ByteTransformer - Achieve Enhanced Transformer Speed with Optimized Inference Techniques

ByteTransformer: Optimized BERT Transformer Inference on NVIDIA GPUs

Introduction

ByteTransformer is a cutting-edge library designed specifically for enhancing the performance of BERT-like transformers during inference. Its creation focuses on high efficiency and providing easy integration for developers through both Python and C++ APIs. One of its standout features is the PyTorch plugin that facilitates improvement in transformer inference with minimal additional Python code.

ByteTransformer supports both fixed-length and variable-length transformers. It offers end-to-end architectural optimizations, notably deploying a padding-free algorithm for BERT routines. These routines encompass crucial elements such as QKV (Query, Key, Value) encoding, softmax functions, feed-forward networks, activation functions, layer normalization, and multi-head attention.

This library is not just theoretical but has been practically applied and is actively enhancing transformer inference systems at ByteDance. It outperforms other existing transformer implementations, delivering impressive performance for both fixed-length and variable-length inputs. The technical prowess of ByteTransformer has been recognized with a publication at the IEEE IPDPS 2023.

How to Cite

Users who incorporate ByteTransformer into their work are encouraged to cite the following research paper:

@article{zhai2022bytetransformer,
  title={ByteTransformer: A High-Performance Transformer Boosted for Variable-Length Inputs},
  author={Zhai, Yujia and Jiang, Chengquan and Wang, Leyuan and Jia, Xiaoying and Zhang, Shang and Chen, Zizhong and Liu, Xin and Zhu, Yibo},
  journal={arXiv preprint arXiv:2210.03052},
  year={2022}
}

Performance and Speedup

ByteTransformer has been benchmarked against several other popular tools including PyTorch, TensorFlow, FasterTransformer, and DeepSpeed using an A100 GPU. The comparative performance evaluation demonstrates significant efficiency improvements in execution time across various batch sizes and sequence lengths.

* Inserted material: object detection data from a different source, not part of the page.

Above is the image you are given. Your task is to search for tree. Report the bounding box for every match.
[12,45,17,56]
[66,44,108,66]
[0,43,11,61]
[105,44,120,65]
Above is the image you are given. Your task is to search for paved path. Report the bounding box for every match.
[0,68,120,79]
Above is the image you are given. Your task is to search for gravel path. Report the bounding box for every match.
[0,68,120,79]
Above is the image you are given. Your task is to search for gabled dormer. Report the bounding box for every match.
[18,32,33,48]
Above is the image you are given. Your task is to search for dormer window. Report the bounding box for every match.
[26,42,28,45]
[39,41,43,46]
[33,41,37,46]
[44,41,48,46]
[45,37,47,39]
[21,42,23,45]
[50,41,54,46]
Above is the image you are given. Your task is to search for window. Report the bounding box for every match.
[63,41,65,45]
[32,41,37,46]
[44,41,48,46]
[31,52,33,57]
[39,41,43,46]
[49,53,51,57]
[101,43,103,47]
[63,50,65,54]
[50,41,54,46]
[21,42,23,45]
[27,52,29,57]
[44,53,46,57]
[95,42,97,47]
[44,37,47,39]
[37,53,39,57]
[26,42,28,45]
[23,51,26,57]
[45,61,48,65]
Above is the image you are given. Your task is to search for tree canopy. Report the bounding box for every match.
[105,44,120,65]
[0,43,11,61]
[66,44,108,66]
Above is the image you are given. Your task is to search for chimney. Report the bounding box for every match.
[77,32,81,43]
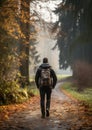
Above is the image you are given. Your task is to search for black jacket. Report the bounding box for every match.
[35,63,57,88]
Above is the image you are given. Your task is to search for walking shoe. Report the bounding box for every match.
[41,115,45,118]
[46,110,50,117]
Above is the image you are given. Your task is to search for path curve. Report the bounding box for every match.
[0,82,92,130]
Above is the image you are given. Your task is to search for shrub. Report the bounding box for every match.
[73,61,92,87]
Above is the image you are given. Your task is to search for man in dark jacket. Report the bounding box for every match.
[35,58,57,118]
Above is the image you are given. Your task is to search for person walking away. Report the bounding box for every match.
[35,57,57,118]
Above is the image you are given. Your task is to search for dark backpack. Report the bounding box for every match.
[40,68,52,86]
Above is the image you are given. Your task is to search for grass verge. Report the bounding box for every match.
[61,82,92,108]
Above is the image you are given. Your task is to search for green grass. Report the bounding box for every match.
[57,74,70,80]
[61,83,92,106]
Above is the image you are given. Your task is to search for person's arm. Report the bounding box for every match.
[51,69,57,88]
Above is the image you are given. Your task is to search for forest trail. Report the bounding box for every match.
[0,83,92,130]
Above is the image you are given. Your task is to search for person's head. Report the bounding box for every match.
[43,57,48,63]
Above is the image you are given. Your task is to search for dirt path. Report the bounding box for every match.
[0,83,92,130]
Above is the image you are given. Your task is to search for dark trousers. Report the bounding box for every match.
[40,86,52,115]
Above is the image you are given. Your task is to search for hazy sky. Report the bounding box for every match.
[33,0,62,70]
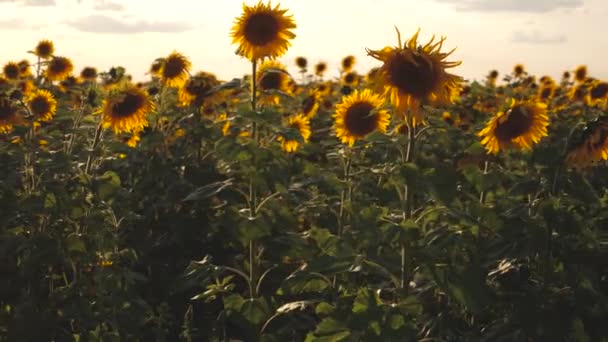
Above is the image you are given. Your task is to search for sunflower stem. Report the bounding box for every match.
[84,120,103,175]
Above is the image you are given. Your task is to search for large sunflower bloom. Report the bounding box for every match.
[255,60,292,104]
[0,96,20,134]
[34,40,55,59]
[334,89,390,146]
[367,30,461,125]
[230,1,296,61]
[277,114,311,153]
[566,117,608,168]
[477,100,549,154]
[101,85,154,134]
[46,57,74,81]
[159,51,192,88]
[27,89,57,121]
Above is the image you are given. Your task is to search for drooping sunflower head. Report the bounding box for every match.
[101,85,154,134]
[342,55,357,72]
[477,100,549,154]
[367,26,460,125]
[255,60,292,104]
[177,71,220,107]
[230,1,296,61]
[159,51,192,88]
[34,40,55,59]
[315,62,327,77]
[80,67,97,81]
[277,114,311,153]
[296,57,308,71]
[27,89,57,121]
[0,96,20,134]
[2,62,21,81]
[565,116,608,169]
[513,64,526,77]
[574,65,587,82]
[46,57,74,81]
[333,89,390,146]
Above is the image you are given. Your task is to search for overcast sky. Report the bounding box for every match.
[0,0,608,80]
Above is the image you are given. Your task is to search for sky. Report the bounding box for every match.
[0,0,608,81]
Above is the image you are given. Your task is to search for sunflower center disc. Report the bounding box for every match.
[344,102,377,136]
[496,106,532,141]
[388,54,437,98]
[112,94,144,117]
[245,13,279,45]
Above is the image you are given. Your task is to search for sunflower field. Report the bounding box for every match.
[0,2,608,342]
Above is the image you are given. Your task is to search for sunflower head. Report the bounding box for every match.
[574,65,587,82]
[101,85,154,134]
[333,89,390,146]
[0,96,21,134]
[342,55,356,72]
[34,40,55,59]
[2,62,21,81]
[46,57,74,81]
[230,1,296,61]
[80,67,97,81]
[315,62,327,77]
[277,114,311,153]
[27,89,57,121]
[159,51,192,88]
[367,26,460,125]
[477,100,549,154]
[296,57,308,71]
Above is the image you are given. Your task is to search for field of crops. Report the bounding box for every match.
[0,2,608,342]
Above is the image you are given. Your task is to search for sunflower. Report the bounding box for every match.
[574,65,587,82]
[296,57,308,72]
[177,71,220,107]
[26,89,57,121]
[80,67,97,81]
[585,81,608,106]
[513,64,526,77]
[565,116,608,168]
[342,55,356,72]
[477,100,549,154]
[2,62,21,81]
[302,91,320,119]
[333,89,390,146]
[34,40,55,59]
[366,30,461,126]
[277,114,310,153]
[255,60,291,104]
[315,62,327,77]
[46,57,74,81]
[0,96,20,134]
[230,1,296,61]
[159,51,192,88]
[101,85,154,134]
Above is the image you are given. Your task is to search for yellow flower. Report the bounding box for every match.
[230,1,296,61]
[27,89,57,121]
[46,57,74,81]
[0,96,21,134]
[101,85,154,134]
[34,40,55,59]
[477,100,549,154]
[159,51,192,88]
[333,89,390,146]
[277,114,311,153]
[367,30,461,126]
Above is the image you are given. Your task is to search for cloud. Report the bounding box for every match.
[511,31,568,44]
[93,1,125,11]
[0,0,56,7]
[435,0,584,13]
[67,15,194,34]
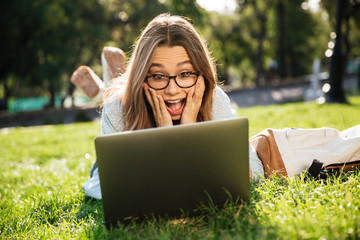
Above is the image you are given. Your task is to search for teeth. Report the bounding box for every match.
[166,100,181,103]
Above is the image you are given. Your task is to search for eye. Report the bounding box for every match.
[179,72,191,78]
[152,74,166,80]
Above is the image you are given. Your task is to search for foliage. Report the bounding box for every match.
[0,96,360,239]
[0,0,108,105]
[0,0,360,108]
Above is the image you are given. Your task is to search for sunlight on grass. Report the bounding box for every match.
[0,97,360,239]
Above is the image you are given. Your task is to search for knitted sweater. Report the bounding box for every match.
[83,86,264,199]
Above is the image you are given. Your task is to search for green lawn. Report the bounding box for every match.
[0,96,360,239]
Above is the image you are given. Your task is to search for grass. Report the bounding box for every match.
[0,96,360,239]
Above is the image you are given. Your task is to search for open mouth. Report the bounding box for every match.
[165,98,185,116]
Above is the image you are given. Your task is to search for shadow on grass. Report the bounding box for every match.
[77,184,284,239]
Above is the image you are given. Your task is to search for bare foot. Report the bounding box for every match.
[101,46,126,85]
[70,66,105,98]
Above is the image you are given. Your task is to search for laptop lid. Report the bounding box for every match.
[95,118,250,227]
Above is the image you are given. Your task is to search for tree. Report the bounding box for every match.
[0,0,108,106]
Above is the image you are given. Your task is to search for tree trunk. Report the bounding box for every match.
[48,81,55,108]
[277,0,286,79]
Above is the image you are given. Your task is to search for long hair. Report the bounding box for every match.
[105,14,217,130]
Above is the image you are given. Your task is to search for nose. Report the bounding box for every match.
[165,78,180,95]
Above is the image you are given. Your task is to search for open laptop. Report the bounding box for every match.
[95,117,250,227]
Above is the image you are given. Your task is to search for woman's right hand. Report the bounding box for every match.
[143,83,173,127]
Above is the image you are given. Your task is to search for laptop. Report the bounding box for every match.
[95,117,250,228]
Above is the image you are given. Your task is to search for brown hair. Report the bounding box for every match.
[106,14,217,130]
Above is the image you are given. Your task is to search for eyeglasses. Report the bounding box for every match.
[145,72,200,90]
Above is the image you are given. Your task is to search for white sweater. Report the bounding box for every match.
[83,86,264,199]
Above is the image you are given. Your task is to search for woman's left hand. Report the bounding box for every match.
[180,75,205,124]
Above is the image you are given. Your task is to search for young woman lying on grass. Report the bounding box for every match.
[73,14,360,199]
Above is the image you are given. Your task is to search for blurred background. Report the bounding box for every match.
[0,0,360,115]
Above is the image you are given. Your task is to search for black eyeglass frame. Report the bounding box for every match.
[145,72,200,90]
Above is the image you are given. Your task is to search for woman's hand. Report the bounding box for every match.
[143,83,173,127]
[180,75,205,124]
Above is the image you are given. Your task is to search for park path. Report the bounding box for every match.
[227,76,357,107]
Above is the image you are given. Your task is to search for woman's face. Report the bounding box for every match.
[149,46,200,120]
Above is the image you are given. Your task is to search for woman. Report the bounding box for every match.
[83,14,263,199]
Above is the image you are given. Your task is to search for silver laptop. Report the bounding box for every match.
[95,118,250,227]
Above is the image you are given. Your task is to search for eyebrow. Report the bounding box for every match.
[150,60,192,68]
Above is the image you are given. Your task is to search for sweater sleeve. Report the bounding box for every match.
[83,90,125,199]
[212,86,236,120]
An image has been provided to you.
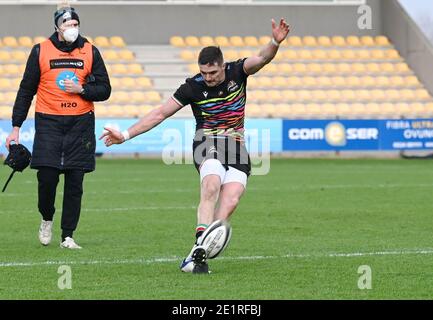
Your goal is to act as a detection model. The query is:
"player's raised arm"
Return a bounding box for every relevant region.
[244,18,290,75]
[99,98,182,147]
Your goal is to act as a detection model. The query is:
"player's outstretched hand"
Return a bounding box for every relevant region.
[272,18,290,43]
[99,127,125,147]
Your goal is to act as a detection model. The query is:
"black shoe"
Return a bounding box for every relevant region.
[192,247,210,273]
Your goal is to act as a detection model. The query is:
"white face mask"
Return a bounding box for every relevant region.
[63,28,80,42]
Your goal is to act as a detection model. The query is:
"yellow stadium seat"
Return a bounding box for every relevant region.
[335,103,351,117]
[244,36,259,47]
[287,36,303,47]
[371,49,386,60]
[298,50,313,60]
[135,77,153,89]
[395,62,411,73]
[328,50,343,61]
[0,50,11,62]
[258,36,271,46]
[331,36,347,47]
[229,36,245,47]
[346,36,361,47]
[272,76,288,88]
[404,76,421,87]
[110,36,126,48]
[307,63,323,74]
[311,90,328,102]
[276,63,293,74]
[360,36,376,47]
[415,89,431,100]
[375,36,391,47]
[94,36,111,48]
[350,103,367,117]
[341,49,358,60]
[345,76,360,88]
[170,36,186,48]
[317,36,332,47]
[200,36,215,47]
[377,62,397,73]
[301,77,317,88]
[375,76,391,87]
[385,49,401,60]
[268,90,283,102]
[367,63,381,74]
[33,36,47,44]
[257,77,272,88]
[18,36,33,48]
[102,50,119,62]
[180,50,197,61]
[356,50,371,60]
[322,63,337,74]
[321,103,338,117]
[370,89,387,101]
[128,63,143,74]
[185,36,201,47]
[214,36,230,47]
[365,102,381,116]
[302,36,317,47]
[316,77,333,88]
[312,49,328,61]
[390,76,406,87]
[400,89,417,101]
[280,50,298,60]
[361,76,376,88]
[332,76,347,88]
[337,63,352,74]
[293,63,307,73]
[351,63,367,74]
[287,77,303,88]
[3,36,19,48]
[386,89,400,101]
[119,50,135,61]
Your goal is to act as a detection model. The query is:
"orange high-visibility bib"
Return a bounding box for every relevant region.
[36,40,94,115]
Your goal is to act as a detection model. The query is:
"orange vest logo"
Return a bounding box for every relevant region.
[36,40,94,115]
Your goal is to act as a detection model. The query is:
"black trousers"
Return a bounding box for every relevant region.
[37,167,85,240]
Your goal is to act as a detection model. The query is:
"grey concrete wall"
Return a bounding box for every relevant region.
[382,0,433,94]
[0,0,382,44]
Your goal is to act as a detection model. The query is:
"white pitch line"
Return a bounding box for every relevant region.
[0,249,433,268]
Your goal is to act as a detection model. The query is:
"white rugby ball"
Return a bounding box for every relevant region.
[199,220,232,259]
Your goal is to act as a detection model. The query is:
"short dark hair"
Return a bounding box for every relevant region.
[198,46,224,66]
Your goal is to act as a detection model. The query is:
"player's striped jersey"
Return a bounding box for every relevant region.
[173,59,248,141]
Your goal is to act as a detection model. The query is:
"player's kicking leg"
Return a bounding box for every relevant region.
[180,159,226,273]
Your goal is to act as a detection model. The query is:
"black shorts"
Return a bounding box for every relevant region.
[192,136,251,176]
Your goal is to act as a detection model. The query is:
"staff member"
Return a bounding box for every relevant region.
[6,7,111,249]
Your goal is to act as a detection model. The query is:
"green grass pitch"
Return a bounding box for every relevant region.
[0,159,433,299]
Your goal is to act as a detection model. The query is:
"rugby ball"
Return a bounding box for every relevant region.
[198,220,232,259]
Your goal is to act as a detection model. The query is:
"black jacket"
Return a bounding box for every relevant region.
[12,33,111,172]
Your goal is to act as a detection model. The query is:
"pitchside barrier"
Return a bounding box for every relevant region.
[0,119,433,155]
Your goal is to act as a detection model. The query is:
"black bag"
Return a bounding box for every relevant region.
[2,144,32,192]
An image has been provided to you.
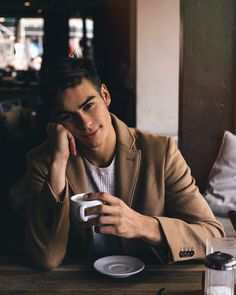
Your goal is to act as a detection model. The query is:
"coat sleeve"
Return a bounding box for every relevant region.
[26,155,69,269]
[155,138,225,263]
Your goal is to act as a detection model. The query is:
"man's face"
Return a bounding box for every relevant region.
[54,79,114,150]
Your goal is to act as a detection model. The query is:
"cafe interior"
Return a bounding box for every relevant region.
[0,0,236,295]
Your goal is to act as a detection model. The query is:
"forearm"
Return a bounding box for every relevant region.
[139,215,163,246]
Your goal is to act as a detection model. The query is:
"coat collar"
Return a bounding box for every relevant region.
[66,114,141,205]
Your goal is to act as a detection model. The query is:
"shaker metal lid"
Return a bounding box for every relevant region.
[204,251,236,270]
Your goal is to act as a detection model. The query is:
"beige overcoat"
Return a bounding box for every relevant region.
[26,114,224,268]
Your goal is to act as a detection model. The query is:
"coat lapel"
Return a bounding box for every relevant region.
[116,146,141,206]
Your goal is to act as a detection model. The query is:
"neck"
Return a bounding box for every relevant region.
[81,129,116,168]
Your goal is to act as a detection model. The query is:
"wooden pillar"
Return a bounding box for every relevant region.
[42,12,69,68]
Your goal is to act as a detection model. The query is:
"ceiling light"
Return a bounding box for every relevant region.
[24,0,30,7]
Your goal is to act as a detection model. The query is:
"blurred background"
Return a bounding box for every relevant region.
[0,0,236,255]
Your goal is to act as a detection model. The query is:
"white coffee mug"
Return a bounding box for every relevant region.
[70,193,102,222]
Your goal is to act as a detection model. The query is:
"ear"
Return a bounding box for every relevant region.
[101,84,111,107]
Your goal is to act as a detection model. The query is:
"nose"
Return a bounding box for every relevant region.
[77,114,93,130]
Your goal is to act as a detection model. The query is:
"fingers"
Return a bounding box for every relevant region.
[84,192,122,205]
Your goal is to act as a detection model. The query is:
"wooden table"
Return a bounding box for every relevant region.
[0,257,204,295]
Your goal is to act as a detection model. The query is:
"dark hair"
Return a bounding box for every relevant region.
[39,57,101,109]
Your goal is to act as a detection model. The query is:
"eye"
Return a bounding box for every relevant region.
[56,113,73,122]
[83,102,94,111]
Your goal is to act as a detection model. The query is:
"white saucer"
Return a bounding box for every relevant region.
[93,255,145,278]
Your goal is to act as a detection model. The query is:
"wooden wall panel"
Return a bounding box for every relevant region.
[179,0,236,191]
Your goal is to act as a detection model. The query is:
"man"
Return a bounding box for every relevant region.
[26,57,224,269]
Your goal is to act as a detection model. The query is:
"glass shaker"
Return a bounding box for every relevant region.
[204,251,236,295]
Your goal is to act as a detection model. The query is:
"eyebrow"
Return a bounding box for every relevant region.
[79,95,95,109]
[56,95,95,116]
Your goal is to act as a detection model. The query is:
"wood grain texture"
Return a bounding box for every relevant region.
[0,257,204,295]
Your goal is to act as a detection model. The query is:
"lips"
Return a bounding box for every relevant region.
[81,127,100,139]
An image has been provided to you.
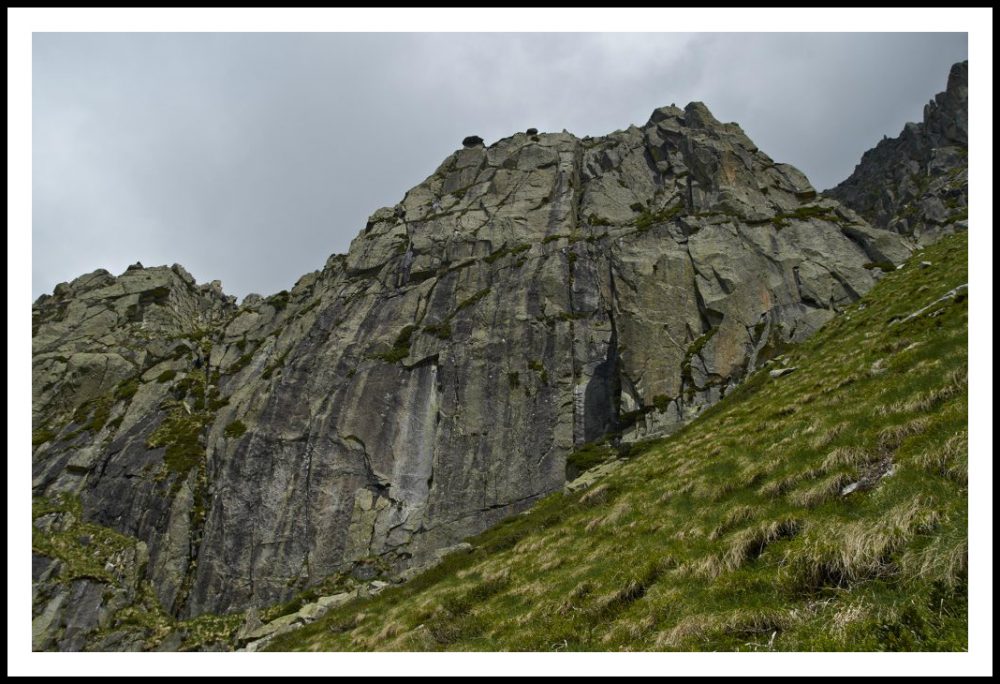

For instance:

With a batch size of 1 and varying sequence lengths, ByteTransformer consistently achieves faster execution compared to alternatives.
Similarly, with a batch size of 16, ByteTransformer again shows superior performance metrics.

This enhanced efficiency translates into reduced computational costs and faster processing times, making ByteTransformer a preferred choice for high-demand inference tasks.

Supported Models

As of now, ByteTransformer specifically supports the standard BERT transformer encoder model, providing a focused optimization path for this widely used architecture.

Environment Requirements

To use ByteTransformer, the following environment settings are necessary:

CUDA version 11.6
CMake version 3.13 or higher
PyTorch version 1.8 or higher
GPU compute capability required: 7.0 (V100), 7.5 (T4), or 8.0 (A100)
Python version 3.7 or higher

The library has been tested on systems equipped with A100 GPUs, CUDA 11.6, PyTorch 1.13.0+cu116, and Python 3.9.16.

Building from Source

Building ByteTransformer from source is a straightforward process. Users need to initialize the necessary submodules, prepare a build directory, configure with CMake, and compile. The commands are as follows:

git submodule update --init
mkdir build && cd build
cmake -DTORCH_CUDA_ARCH_LIST="8.0" -DDataType=FP16 -DBUILD_THS=ON -DCUDAARCHS="80" ..
make

Getting Started with Unit Tests

Unit Tests in C++

Users can generate test data using the provided Python script. This step involves specifying parameters like batch size, sequence length, the number of attention heads, and head size:

cd build
python3 bert_transformer_test.py 16 64 12 64 --avg_seqlen 32 --dtype fp16 --export_data

After generating the test data, users can run a test executable to verify the library:

./bin/bert_transformer_test 16 64 12 64

Unit Tests in a PyTorch Plugin in Python

For those preferring to test via Python directly, the same script can be executed without the --export_data flag:

python3 bert_transformer_test.py 16 64 12 64 --avg_seqlen 32 --dtype fp16

Benchmarking

To assess the performance of ByteTransformer, users can run the following benchmark script:

cd build
../benchmark/bert_bench.sh

Through its high-performance capabilities and easy integration, ByteTransformer stands as a significant tool for enhancing transformer inference tasks on NVIDIA GPUs.